The USDA has finally finished a long-awaited rule that will help clean up fraud in the organic food sector.
This rule, put together by the USDA’s Agricultural Marketing Service (AMS), is urgently needed given widespread fraud that has been reported in the organics industry. The level of deception has reached epidemic proportions: a USDA study found that 40% of all organic food sold in the US tested positive for prohibited pesticides. The rule takes a number of positive steps that, if properly implemented, will help restore some consumer confidence in the organics industry.
ANH brought attention to this issue in 2020 when the proposed rule was initially published. We also submitted comments to the official docket calling on certain provisions to be strengthened and expanded. Some of these suggestions were included in the final rule, such as expanding requirements for non-retail containers holding organic products to be properly labeled.

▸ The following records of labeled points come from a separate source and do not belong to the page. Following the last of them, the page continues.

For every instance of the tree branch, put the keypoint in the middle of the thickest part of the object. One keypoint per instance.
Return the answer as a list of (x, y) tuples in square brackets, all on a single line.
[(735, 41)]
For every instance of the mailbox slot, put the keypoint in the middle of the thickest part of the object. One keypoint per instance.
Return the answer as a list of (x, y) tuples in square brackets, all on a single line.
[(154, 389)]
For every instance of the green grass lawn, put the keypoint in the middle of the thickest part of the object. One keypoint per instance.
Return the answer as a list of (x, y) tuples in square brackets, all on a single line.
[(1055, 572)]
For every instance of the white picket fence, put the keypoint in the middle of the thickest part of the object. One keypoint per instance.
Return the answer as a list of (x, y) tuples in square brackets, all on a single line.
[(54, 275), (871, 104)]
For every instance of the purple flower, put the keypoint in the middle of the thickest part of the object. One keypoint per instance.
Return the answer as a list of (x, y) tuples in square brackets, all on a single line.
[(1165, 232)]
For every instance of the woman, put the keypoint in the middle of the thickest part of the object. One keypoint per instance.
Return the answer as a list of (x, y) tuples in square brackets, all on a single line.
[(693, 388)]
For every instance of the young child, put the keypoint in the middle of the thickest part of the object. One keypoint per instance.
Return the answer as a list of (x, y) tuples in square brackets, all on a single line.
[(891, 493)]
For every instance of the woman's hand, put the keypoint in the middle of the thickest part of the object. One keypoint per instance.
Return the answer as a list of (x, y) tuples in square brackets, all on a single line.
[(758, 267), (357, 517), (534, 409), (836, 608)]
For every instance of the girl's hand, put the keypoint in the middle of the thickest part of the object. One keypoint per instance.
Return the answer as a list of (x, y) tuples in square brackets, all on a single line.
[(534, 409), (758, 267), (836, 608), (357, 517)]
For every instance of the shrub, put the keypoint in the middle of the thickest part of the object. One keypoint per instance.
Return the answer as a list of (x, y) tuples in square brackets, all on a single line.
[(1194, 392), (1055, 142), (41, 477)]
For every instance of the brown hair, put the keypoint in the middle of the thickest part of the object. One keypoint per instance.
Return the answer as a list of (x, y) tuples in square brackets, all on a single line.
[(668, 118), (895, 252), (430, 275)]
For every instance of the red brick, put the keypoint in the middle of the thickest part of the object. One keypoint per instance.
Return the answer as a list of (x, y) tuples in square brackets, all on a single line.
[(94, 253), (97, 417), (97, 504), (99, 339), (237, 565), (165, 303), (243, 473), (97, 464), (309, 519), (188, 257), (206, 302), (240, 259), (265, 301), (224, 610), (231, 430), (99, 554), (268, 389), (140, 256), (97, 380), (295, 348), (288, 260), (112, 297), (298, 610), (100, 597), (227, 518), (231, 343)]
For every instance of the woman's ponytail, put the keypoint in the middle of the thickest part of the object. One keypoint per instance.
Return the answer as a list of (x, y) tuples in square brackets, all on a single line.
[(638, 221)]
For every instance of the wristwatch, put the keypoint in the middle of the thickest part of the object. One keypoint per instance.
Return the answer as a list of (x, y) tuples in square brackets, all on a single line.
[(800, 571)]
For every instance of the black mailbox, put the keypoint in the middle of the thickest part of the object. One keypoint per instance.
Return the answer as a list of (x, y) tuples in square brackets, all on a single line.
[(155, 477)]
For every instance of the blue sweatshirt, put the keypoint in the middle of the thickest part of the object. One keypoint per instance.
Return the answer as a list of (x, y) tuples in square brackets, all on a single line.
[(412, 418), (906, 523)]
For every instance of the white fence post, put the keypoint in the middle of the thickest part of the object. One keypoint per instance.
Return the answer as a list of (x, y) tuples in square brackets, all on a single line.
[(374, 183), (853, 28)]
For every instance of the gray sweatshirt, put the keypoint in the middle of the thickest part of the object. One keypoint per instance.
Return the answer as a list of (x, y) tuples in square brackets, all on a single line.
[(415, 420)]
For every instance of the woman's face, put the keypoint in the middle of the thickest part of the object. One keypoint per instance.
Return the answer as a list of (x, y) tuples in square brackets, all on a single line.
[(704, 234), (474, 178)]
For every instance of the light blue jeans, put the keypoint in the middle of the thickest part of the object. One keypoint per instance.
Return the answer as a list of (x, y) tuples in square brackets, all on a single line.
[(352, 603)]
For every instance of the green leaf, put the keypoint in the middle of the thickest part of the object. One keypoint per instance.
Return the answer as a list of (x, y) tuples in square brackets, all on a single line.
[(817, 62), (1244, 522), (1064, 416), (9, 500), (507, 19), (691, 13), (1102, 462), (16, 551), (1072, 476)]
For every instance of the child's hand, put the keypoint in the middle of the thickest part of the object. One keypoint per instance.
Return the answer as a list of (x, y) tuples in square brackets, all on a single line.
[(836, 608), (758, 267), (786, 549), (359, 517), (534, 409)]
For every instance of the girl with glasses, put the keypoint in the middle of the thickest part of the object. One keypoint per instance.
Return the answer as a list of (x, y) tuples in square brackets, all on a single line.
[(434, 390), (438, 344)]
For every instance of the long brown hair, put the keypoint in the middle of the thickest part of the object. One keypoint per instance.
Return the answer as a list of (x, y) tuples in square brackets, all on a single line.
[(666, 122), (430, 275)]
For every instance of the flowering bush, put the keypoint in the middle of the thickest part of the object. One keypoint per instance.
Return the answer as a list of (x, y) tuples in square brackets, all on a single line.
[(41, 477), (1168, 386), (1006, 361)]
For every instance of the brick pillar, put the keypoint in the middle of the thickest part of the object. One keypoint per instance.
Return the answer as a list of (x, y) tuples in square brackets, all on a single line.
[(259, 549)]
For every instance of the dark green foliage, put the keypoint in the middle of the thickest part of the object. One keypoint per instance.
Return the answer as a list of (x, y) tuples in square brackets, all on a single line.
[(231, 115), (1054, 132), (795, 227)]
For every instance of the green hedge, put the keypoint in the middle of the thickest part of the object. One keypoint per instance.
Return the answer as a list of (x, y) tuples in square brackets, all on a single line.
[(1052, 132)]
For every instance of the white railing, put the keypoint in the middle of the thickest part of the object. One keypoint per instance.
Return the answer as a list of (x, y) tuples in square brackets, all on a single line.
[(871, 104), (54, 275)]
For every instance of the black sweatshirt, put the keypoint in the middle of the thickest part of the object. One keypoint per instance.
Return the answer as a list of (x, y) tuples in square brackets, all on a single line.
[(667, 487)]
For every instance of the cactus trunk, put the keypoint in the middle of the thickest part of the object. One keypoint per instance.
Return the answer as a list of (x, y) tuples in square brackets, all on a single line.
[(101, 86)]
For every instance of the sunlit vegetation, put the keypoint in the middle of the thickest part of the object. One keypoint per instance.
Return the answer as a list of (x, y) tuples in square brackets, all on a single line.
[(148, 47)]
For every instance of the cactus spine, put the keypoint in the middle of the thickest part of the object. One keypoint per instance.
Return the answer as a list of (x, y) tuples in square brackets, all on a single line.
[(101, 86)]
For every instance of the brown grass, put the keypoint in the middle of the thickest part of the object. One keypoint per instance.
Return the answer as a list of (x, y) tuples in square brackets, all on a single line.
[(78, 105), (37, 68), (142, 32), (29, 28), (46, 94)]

This is the largest rulemaking since the National Organic Program (NOP) went into effect. The rule is almost 300 pages long and includes many changes to how the organic supply chain operates. One of the key provisions is reducing the entities that operate in the organic supply chain without organic certification. Currently, there are many middlemen—brokers, handlers, etc.—that do not need to be certified, which has led to several instances of fraud totaling millions of dollars.
For example, organic grains are often stored in grain elevators, which do not need to be certified organic. Because grain elevators don’t need to be certified, the NOP cannot require organic certifiers to investigate onsite activities of these elevators. Investigations have found criminals using loopholes to funnel nonorganic feedstuffs through uncertified grain elevators. Requiring certification would increase oversight and allow NOP to monitor this activity to prevent fraud.
The rule also requires organic import certificates from all countries. Incredibly, current regulations only require organic import certificates from the European Union, Switzerland, Japan, and South Korea—countries the NOP has determined use an equivalent system of organic certification. The final rule would require that any organic agricultural product imported to the United States be associated with a valid NOP Import Certificate or equivalent data source. This will provide trackable and auditable verification that a specific shipment complies with USDA organic regulations.
As mentioned above, changes to USDA’s approach to ensuring the integrity of the organic seal are desperately needed. The level of fraud that goes on is an outrage, and for a long time the USDA showed no signs of deviating from business as usual. It took action from industry stakeholders and angry consumers to spur the agency to action.
We need the USDA to swiftly and properly implement this rule to reduce organic fraud and to protect organic farmers trying to do the right thing as well as consumers who pay a premium to buy what they believe to be clean food. The integrity of the organic label is already under assault due to the watering down of organic standards by, for example, allowing hydroponically grown produce to be labeled organic. We cannot allow outright fraud to continue.